Pressure CookerVegan Mushroom Spaghetti

Pressure Cooker Vegan Mushroom Spaghetti
Ingredients:
Package of Sliced Mushrooms (cubed. 8 Oz)
1 Can Fire Roasted Diced Tomatoes (15 oz)
2 Jars Plant Based Alfredo Sauce (15 oz each)
1 Onion (Diced)
1 Bell Pepper (Diced)
1 Package Multi Colored Spaghetti (16 oz)

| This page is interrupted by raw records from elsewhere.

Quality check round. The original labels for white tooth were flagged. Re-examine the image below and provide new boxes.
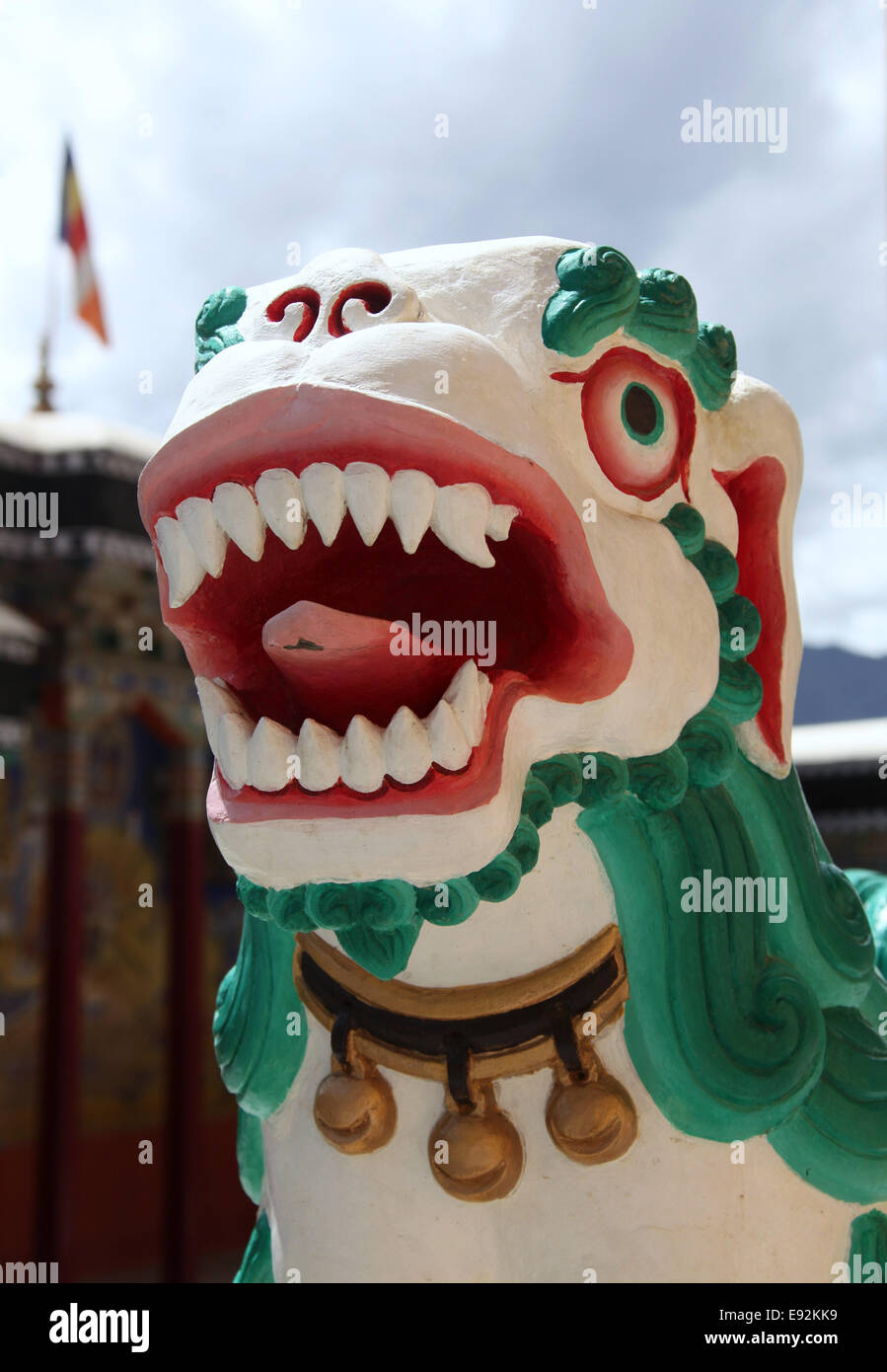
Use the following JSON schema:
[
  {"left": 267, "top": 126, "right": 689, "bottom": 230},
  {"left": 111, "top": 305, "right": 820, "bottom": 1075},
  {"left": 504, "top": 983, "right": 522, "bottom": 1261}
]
[
  {"left": 443, "top": 657, "right": 486, "bottom": 748},
  {"left": 391, "top": 472, "right": 437, "bottom": 553},
  {"left": 194, "top": 676, "right": 250, "bottom": 757},
  {"left": 299, "top": 462, "right": 345, "bottom": 548},
  {"left": 176, "top": 495, "right": 228, "bottom": 576},
  {"left": 341, "top": 715, "right": 385, "bottom": 792},
  {"left": 212, "top": 482, "right": 264, "bottom": 563},
  {"left": 255, "top": 467, "right": 306, "bottom": 548},
  {"left": 385, "top": 705, "right": 432, "bottom": 786},
  {"left": 425, "top": 700, "right": 472, "bottom": 771},
  {"left": 154, "top": 514, "right": 205, "bottom": 609},
  {"left": 215, "top": 714, "right": 253, "bottom": 791},
  {"left": 486, "top": 505, "right": 521, "bottom": 543},
  {"left": 432, "top": 482, "right": 496, "bottom": 567},
  {"left": 296, "top": 719, "right": 341, "bottom": 791},
  {"left": 344, "top": 462, "right": 391, "bottom": 548},
  {"left": 247, "top": 715, "right": 296, "bottom": 791}
]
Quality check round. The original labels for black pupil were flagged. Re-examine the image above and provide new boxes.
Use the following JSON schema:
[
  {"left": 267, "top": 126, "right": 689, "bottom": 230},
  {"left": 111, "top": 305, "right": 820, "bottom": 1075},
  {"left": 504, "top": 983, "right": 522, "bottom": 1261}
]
[{"left": 626, "top": 386, "right": 657, "bottom": 437}]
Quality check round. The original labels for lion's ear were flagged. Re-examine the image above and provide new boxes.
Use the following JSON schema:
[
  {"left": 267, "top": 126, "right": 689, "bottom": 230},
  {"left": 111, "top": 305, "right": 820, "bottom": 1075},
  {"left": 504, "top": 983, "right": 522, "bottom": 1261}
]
[{"left": 714, "top": 376, "right": 803, "bottom": 777}]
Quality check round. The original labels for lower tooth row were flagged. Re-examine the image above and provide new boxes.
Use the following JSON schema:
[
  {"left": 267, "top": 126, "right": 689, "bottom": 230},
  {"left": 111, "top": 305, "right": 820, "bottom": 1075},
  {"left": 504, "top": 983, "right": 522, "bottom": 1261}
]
[{"left": 196, "top": 661, "right": 492, "bottom": 795}]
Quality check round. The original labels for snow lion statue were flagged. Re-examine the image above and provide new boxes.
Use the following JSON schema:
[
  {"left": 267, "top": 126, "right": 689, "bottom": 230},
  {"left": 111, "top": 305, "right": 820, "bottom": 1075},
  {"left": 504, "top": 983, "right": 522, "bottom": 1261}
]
[{"left": 140, "top": 237, "right": 887, "bottom": 1283}]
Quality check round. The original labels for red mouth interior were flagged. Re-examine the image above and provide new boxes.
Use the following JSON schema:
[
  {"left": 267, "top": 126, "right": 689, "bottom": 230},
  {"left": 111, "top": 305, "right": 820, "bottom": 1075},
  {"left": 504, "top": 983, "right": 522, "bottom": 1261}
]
[
  {"left": 176, "top": 517, "right": 581, "bottom": 734},
  {"left": 141, "top": 398, "right": 632, "bottom": 820}
]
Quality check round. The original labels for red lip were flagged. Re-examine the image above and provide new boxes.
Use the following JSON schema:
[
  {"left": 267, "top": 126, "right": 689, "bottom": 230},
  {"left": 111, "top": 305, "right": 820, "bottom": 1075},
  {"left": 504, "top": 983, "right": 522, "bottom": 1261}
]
[{"left": 138, "top": 386, "right": 632, "bottom": 820}]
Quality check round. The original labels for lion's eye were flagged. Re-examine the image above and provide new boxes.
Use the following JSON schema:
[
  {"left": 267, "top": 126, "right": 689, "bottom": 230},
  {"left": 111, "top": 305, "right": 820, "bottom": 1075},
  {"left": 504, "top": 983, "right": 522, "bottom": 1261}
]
[
  {"left": 581, "top": 347, "right": 695, "bottom": 500},
  {"left": 623, "top": 381, "right": 665, "bottom": 443}
]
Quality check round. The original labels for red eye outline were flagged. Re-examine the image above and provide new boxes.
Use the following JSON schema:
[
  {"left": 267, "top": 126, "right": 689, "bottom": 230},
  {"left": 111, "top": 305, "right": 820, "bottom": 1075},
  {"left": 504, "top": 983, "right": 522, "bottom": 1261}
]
[
  {"left": 264, "top": 285, "right": 321, "bottom": 343},
  {"left": 552, "top": 347, "right": 697, "bottom": 500}
]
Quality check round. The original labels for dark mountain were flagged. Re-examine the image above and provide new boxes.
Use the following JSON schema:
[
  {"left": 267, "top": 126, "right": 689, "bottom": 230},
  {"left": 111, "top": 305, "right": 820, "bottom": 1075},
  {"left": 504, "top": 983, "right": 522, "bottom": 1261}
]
[{"left": 795, "top": 648, "right": 887, "bottom": 724}]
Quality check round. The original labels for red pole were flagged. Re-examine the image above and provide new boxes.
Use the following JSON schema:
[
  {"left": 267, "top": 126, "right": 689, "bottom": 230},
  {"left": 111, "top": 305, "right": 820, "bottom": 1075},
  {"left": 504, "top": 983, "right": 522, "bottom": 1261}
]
[
  {"left": 35, "top": 736, "right": 85, "bottom": 1281},
  {"left": 163, "top": 749, "right": 210, "bottom": 1281}
]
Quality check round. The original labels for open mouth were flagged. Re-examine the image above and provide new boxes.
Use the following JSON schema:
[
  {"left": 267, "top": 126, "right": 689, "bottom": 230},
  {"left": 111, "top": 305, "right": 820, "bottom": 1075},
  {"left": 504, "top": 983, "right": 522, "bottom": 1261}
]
[{"left": 140, "top": 391, "right": 632, "bottom": 820}]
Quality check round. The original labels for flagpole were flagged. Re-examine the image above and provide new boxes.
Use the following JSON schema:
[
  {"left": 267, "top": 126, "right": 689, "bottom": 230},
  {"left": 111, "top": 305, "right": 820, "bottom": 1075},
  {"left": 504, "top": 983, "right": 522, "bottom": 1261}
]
[{"left": 33, "top": 143, "right": 59, "bottom": 415}]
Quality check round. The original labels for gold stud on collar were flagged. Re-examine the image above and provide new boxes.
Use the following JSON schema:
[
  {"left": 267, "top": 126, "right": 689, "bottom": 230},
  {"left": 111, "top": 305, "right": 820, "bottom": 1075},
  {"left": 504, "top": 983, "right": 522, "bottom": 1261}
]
[
  {"left": 314, "top": 1048, "right": 398, "bottom": 1154},
  {"left": 546, "top": 1054, "right": 637, "bottom": 1167}
]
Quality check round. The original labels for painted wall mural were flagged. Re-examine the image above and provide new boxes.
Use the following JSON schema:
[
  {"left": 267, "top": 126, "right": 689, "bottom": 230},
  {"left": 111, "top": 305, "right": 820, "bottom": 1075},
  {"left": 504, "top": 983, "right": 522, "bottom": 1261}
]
[{"left": 140, "top": 237, "right": 887, "bottom": 1281}]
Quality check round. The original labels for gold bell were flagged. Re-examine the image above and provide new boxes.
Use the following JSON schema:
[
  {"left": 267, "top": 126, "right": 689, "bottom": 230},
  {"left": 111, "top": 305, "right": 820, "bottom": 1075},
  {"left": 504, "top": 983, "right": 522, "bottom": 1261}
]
[
  {"left": 546, "top": 1051, "right": 637, "bottom": 1165},
  {"left": 428, "top": 1083, "right": 524, "bottom": 1200},
  {"left": 314, "top": 1051, "right": 398, "bottom": 1154}
]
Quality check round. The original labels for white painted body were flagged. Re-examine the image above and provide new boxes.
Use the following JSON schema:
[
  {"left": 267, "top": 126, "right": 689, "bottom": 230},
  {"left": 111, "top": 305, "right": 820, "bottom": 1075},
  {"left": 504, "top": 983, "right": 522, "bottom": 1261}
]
[
  {"left": 263, "top": 805, "right": 866, "bottom": 1283},
  {"left": 141, "top": 237, "right": 859, "bottom": 1283}
]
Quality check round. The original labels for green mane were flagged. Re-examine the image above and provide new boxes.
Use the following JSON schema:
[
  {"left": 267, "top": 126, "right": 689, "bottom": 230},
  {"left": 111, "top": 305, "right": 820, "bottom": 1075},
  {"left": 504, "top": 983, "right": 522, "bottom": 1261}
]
[{"left": 542, "top": 247, "right": 736, "bottom": 411}]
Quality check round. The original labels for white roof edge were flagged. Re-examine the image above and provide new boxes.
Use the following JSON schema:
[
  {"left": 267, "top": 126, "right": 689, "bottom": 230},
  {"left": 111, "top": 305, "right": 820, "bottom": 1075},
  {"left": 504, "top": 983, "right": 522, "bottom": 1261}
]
[
  {"left": 0, "top": 601, "right": 46, "bottom": 644},
  {"left": 0, "top": 411, "right": 161, "bottom": 464},
  {"left": 791, "top": 717, "right": 887, "bottom": 766}
]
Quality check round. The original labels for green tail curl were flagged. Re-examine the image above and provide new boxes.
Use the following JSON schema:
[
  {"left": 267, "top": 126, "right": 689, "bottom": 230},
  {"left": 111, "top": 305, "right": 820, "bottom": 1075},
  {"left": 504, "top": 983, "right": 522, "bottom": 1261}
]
[{"left": 214, "top": 505, "right": 887, "bottom": 1281}]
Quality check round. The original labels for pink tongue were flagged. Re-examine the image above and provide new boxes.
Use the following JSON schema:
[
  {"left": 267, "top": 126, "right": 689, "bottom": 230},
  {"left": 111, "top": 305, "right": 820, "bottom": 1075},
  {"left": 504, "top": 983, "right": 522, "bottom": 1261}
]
[{"left": 261, "top": 601, "right": 465, "bottom": 732}]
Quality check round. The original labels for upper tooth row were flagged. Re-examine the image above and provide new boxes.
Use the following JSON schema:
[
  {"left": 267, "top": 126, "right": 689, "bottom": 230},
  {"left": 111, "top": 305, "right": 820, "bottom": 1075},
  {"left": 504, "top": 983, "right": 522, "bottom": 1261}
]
[
  {"left": 196, "top": 661, "right": 492, "bottom": 793},
  {"left": 155, "top": 462, "right": 518, "bottom": 609}
]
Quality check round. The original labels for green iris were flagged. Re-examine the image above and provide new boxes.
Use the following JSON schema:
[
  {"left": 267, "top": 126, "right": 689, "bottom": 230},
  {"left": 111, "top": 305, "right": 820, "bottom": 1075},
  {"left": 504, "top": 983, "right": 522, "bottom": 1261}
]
[{"left": 621, "top": 381, "right": 665, "bottom": 444}]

Vegan Shredded Cheese (7 oz)
2 1/2 Cups Vegetable Broth
1 1/2 Teaspoons Parsley
1 1/2 Teaspoons Garlic Salt
1 1/2 Teaspoons Rosemary
2 Teaspoons Herbs De Provence
1 1/2 Teaspoons Soulful Seasoning Salt
1 1/2 Teaspoons Basil
1 1/2 Teaspoons Oregano
1/2 Teaspoon Black Pepper
1 Teaspoon Himalayan Pink Salt
Directions: Add onions, bell peppers and mushrooms to the inner pot; using the sear/sauté function sauté onions, bell peppers and mushrooms for 5 to 6 minutes. After the onions, bell peppers and mushrooms are finished sautéing, turn your pressure cooker off. Add the can of diced tomatoes, seasonings and jars of Alfredo sauce; add a little broth to the jars; shake jars to get the remaining sauce out (Do Not Stir); add vegetable broth and spaghetti noodles (I used multi colored spaghetti; criss cross the noodles); using a spoon, gently press spaghetti noodles under the broth (Do Not Stir). Pressure cook on high for 8 minutes; once finished, turn the keep warm function off and do a 5 minute natural release. Stir and add cheese (half the bag); air crisp at 375 degrees for 6 minutes. Garnish with Parsley, optional. Serve and enjoy.